Ao final das apresentações, fiquei com a impressão de que o conteúdo, a qualidade do produto ou serviço, a clareza da imagem utilizada e a utilização das palavras-chave adequadas seriam condições secundárias para o êxito de uma campanha digital. Bastaria escrever em como se estive na arquibancada para alcançar seu público.

De quebra, a recomendação ainda ostenta um certo verniz elitista, na medida em que se sabe da falta de domínio do idioma que alguns estratos sociais demonstram nas ruas. Em nenhum dos três vídeos que assisti considerava-se trocar o “nós” pelo “nóis” ou o “vamos” pelo “vai”, por exemplo. Então, de qual festa ou roda de amigos estamos falando?

Pelo que entendi, a ideia é escrever na forma coloquial e não uma reprodução da forma oral da língua.
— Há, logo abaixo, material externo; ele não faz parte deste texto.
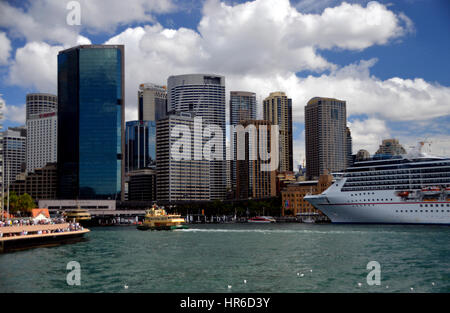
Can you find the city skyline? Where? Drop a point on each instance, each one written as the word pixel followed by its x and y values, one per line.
pixel 369 71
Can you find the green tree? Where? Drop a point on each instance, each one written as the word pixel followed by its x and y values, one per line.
pixel 13 202
pixel 26 203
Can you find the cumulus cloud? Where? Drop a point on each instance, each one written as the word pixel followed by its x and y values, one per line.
pixel 5 48
pixel 259 46
pixel 46 20
pixel 35 66
pixel 13 113
pixel 368 133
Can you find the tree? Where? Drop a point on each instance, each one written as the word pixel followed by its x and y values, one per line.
pixel 26 203
pixel 13 202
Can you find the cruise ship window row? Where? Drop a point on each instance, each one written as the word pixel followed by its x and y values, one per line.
pixel 421 211
pixel 400 176
pixel 387 187
pixel 423 171
pixel 401 164
pixel 403 168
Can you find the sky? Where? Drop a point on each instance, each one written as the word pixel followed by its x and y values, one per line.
pixel 387 59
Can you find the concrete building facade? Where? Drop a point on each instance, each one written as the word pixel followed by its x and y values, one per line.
pixel 42 140
pixel 152 102
pixel 391 147
pixel 251 180
pixel 39 184
pixel 204 96
pixel 325 136
pixel 277 109
pixel 14 153
pixel 180 178
pixel 37 103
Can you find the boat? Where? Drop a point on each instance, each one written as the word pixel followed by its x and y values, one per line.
pixel 78 215
pixel 373 191
pixel 261 219
pixel 158 219
pixel 431 190
pixel 27 236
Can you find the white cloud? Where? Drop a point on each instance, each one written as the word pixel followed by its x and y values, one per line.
pixel 259 46
pixel 394 99
pixel 45 20
pixel 13 113
pixel 5 48
pixel 367 134
pixel 35 66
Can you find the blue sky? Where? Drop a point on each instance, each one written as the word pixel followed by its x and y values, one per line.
pixel 393 73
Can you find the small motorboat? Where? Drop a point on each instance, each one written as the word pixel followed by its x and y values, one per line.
pixel 261 219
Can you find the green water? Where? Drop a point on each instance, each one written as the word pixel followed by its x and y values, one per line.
pixel 209 258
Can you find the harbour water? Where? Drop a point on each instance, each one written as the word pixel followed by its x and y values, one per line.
pixel 288 257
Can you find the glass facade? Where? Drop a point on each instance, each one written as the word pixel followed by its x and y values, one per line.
pixel 140 141
pixel 90 122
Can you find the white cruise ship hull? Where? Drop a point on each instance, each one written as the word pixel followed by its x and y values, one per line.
pixel 342 211
pixel 397 190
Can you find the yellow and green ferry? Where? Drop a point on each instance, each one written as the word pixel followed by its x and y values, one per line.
pixel 158 219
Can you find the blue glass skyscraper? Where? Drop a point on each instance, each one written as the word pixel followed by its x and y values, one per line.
pixel 140 143
pixel 91 122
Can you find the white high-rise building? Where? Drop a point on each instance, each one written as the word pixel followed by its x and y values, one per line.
pixel 42 131
pixel 40 103
pixel 2 105
pixel 203 95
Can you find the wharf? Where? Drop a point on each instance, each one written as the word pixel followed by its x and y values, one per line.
pixel 12 236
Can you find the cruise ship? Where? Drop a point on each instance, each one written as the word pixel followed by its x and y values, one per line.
pixel 405 189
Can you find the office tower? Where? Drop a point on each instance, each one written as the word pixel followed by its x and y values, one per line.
pixel 140 145
pixel 180 179
pixel 152 102
pixel 91 115
pixel 362 155
pixel 242 108
pixel 277 109
pixel 325 136
pixel 40 103
pixel 42 140
pixel 14 153
pixel 348 135
pixel 390 147
pixel 142 185
pixel 40 184
pixel 204 96
pixel 2 105
pixel 251 180
pixel 140 160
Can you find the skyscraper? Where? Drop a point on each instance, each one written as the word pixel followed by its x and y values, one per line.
pixel 242 108
pixel 2 105
pixel 14 153
pixel 325 136
pixel 152 102
pixel 42 134
pixel 348 134
pixel 91 122
pixel 204 96
pixel 183 178
pixel 140 143
pixel 278 110
pixel 38 103
pixel 390 147
pixel 251 180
Então, ficaria combinado que não seria “nós vamos” nem “nóis vai” a expressão adequada para as redes sociais, mas algo como “a gente vai”. Em vez de “envie-nos seus comentários” ou “envia os comentário pra nóis”, o ideal seria escrever apenas “envie seus comentários”.

Estamos de acordo que a mensagem chega mais rapidamente e uma maior quantidade de receptores se puder ser mais abrangente, estar acessível e mais pessoas. Também não se pode condenar quem tenta de tudo para, honesta e corretamente, aparecer na tela dos celulares e computadores.

A questão é que não há estudo ou pesquisa confiável que indique que uma publicação teve seu sucesso potencializado pela simples troca do “nós” por “a gente”, do “para” por “pra” ou por ignorar os tempos verbais nas orações. Alguns poderão argumentar que também não há comprovação do contrário, ou seja, de que o uso de linguagem rasteira e incorreta prejudica o alcance da publicação. Está criada a “cloroquina” da comunicação digital.

Ricardo Fotios é jornalista, professor universitário e pesquisador de temáticas relacionadas ao uso de tecnologias no ecossistema da comunicação e da cibercultura. É autor de Reportagem Orientada pelo Clique (Appris, 2018).